NSSDCA ID: 1972-096C-06
Mission Name: Apollo 17 Lunar Module /ALSEPThe purpose of the Apollo 17 Lunar Seismic Profiling Experiment (LPSE, S-203) was to acquire data on the physical properties of the lunar near-surface materials. Specific objectives included measuring the lunar seismic signals produced by detonation of explosive charges on the surface, monitoring natural seismic activity resulting from moonquakes or meteorite impacts, and recording the seismic signals resulting from the liftoff of the LM and impact of the spent LM ascent stage. This experiment yielded detailed information on lunar geologic characteristics to depths of 3 km.

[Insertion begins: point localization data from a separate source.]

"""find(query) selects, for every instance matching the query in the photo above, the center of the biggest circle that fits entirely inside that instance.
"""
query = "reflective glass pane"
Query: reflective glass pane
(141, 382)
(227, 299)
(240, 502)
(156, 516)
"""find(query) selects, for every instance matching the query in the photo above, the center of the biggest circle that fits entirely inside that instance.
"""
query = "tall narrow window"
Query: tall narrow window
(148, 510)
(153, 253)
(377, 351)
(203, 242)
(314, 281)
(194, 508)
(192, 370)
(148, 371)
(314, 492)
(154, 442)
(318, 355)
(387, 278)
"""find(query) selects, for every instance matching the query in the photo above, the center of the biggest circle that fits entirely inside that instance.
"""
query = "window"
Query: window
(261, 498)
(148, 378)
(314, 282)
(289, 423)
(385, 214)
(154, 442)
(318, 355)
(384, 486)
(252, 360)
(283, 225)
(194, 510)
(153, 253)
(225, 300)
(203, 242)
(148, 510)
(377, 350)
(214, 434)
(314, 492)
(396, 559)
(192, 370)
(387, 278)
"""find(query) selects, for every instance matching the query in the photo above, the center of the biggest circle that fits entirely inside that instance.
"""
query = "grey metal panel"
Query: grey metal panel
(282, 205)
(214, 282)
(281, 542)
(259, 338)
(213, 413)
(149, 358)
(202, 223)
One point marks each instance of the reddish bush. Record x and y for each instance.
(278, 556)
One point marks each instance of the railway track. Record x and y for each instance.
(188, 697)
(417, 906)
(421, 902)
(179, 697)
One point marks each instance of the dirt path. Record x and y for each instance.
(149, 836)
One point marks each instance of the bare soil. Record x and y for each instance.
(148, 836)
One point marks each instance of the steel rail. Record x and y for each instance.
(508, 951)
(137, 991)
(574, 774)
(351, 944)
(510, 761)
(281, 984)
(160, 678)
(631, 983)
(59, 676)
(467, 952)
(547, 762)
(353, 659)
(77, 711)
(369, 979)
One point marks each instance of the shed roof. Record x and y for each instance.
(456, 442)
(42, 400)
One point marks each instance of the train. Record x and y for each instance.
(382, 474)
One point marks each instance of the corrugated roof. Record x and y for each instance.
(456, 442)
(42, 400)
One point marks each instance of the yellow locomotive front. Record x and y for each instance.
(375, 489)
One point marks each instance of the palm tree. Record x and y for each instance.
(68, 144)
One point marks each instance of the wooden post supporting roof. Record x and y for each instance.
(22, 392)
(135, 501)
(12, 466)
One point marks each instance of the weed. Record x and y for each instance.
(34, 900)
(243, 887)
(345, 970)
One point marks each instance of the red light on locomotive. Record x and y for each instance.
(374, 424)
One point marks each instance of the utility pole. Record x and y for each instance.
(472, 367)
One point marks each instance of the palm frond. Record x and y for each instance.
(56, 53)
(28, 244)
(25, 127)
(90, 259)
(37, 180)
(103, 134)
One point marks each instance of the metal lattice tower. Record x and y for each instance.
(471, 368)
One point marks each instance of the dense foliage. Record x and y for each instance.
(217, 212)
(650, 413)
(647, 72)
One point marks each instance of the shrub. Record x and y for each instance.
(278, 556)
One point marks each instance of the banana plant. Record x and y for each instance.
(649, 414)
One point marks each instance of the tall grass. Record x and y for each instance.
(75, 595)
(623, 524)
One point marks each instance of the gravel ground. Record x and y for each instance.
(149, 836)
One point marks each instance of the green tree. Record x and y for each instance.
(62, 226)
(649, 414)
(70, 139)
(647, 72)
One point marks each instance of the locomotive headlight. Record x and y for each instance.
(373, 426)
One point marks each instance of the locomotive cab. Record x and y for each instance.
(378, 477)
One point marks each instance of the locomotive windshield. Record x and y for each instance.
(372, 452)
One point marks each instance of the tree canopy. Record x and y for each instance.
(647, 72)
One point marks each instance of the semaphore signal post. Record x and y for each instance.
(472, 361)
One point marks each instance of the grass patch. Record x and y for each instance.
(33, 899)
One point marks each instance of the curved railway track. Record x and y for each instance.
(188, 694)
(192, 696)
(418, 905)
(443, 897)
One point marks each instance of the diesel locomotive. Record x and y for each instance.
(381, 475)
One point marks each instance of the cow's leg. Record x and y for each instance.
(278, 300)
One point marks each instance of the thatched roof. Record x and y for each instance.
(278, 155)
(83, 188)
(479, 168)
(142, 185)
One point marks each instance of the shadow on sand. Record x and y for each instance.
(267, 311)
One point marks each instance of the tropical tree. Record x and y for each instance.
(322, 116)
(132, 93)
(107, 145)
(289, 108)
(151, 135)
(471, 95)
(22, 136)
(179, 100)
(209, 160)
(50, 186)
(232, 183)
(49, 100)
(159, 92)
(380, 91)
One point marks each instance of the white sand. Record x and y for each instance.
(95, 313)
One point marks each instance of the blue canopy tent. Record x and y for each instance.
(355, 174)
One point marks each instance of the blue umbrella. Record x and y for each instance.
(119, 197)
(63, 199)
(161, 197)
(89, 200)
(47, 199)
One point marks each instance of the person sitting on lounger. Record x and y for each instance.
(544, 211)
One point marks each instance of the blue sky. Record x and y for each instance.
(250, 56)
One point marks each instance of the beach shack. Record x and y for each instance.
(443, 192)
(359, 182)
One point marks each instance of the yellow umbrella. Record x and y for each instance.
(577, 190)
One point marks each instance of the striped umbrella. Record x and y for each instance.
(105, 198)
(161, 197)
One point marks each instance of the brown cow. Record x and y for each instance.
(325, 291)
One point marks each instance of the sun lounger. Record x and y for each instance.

The equipment consisted of four geophones, marker flags, a geophone module with a marker flag, an electronics package in the ALSEP central station, a transmitter, an antenna, and eight explosive packages. The explosive package major conponents were a receiving antenna and receiver, an explosive train, a signal processor, and a firing pulse generator. The crew deployed the geophones and the geophone module marked with flags and then photographed them during EVA 1. The antennas and electronics package were also deployed and connected to the ALSEP central station. The explosive packages were deployed at designated sites during the three EVA lunar traverses up to 3.5 km from the geophone array. The entire system, not including the explosive charges, had a mass of 9.33 kg. The maximum operational power was 6.8 W. Passive listening mode alone required 5.3 W. No system survival power was necessary. The data rate during active operations was 3.533 kilobits/second, requiring other experiments to be turned off to support transmission.
The central station electronics package had a mass of 1.68 kg. The geophone signals were conditioned by a four-channel amplifier and a logarithmic compressor housed in the ALSEP central station. The analog output of the compressor was converted to 7-bit binary by an analog -to-digital converter and transmitted to Earth through the ALSEP communications network. The 7-bit encoding provides for an amplitude resolution of 1.277 dB (~16%).
In order to return useful seismic data, the LPSE had to be operating in high-bit-rate (HBR) mode. Due to the high-bit-rate formatting, when the LPSE was operating in HBR mode no data could be returned from the other experiments, so LPSE operational time was limited.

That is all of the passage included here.